S503, based on the first gray value mean value, the first gray value standard deviation, the second gray value mean value and the second gray value standard deviation, under the action of the color homogenizing filter model, conducting brightness homogenizing treatment on the next target image to obtain an adjusting image corresponding to the next target image.
In the embodiment of the present invention, an algorithm corresponding to the uniform color filter model is shown in formula (16), and the image processing apparatus may perform, by using formula (16), luminance uniformity processing on each target pixel in the subsequent target image based on the first gray value mean, the first gray value standard deviation, the second gray value mean, and the second gray value standard deviation, to obtain an adjusted gray value of each target pixel in the subsequent target image, as follows:
Figure BDA0002482190250000231
in the formula (16), SβFor the next target image, s, of every two adjacent target imagesαIs the first gray value standard deviation, mαIs the mean value of the first gray value, sβIs the second standard deviation of gray scale value, mβIs the mean value of the second gray value, S'βIs SβAnd adjusting the image after the image is processed by the uniform color filtering model.

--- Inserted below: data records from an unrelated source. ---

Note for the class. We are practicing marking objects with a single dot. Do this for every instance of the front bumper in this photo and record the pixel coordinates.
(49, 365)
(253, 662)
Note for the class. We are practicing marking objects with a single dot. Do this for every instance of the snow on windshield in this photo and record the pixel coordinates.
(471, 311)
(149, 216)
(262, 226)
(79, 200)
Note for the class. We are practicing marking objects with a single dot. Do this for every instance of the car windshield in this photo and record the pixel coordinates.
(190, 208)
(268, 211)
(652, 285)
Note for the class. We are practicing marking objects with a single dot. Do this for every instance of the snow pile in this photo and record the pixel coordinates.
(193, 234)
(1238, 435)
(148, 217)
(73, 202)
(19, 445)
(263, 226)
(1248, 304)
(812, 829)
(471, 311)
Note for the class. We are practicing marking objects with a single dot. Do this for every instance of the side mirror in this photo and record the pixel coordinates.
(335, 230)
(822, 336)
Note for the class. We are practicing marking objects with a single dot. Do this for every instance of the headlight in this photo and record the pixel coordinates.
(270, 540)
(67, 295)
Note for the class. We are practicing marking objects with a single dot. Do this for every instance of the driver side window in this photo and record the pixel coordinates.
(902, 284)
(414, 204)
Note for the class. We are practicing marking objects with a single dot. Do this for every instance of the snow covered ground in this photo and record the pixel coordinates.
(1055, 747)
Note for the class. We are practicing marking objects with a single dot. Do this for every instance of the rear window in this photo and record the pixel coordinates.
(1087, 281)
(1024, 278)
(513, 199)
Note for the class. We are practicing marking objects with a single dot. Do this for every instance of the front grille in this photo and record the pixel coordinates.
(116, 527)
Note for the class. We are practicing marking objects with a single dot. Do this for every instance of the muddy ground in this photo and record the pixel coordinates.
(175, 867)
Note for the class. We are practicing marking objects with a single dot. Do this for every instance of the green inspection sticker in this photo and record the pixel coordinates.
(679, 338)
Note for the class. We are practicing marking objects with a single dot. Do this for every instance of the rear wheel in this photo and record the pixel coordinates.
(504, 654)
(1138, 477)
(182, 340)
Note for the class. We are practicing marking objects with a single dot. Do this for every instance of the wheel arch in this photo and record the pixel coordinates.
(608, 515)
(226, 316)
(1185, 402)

S504, calculating the gray value mean value of each azimuth direction in the first overlapping area to obtain a third gray value mean value sequence.
In the embodiment of the invention, the image processing device recalculates the gray value mean value of each azimuth in the first overlapping area in the standard image to obtain a third gray value mean value sequence.
And S505, calculating the gray value mean value of each azimuth in the overlapped area of the adjusted image and the standard image according to the adjusted image to obtain a fourth gray value mean value sequence.
In an embodiment of the present invention, since the second overlapping area is an area in the next target image, after the image processing apparatus adjusts the next target image into the adjusted image, the image processing apparatus may recalculate the mean gray value of each azimuth in the overlapping area based on the overlapping area of the calculated adjusted image and the standard image, so as to obtain the third mean gray value sequence.
S506, adjusting the adjusted image according to the ratio of the third gray value mean sequence to the fourth gray value mean sequence through Gaussian convolution operation to obtain a final adjusted image.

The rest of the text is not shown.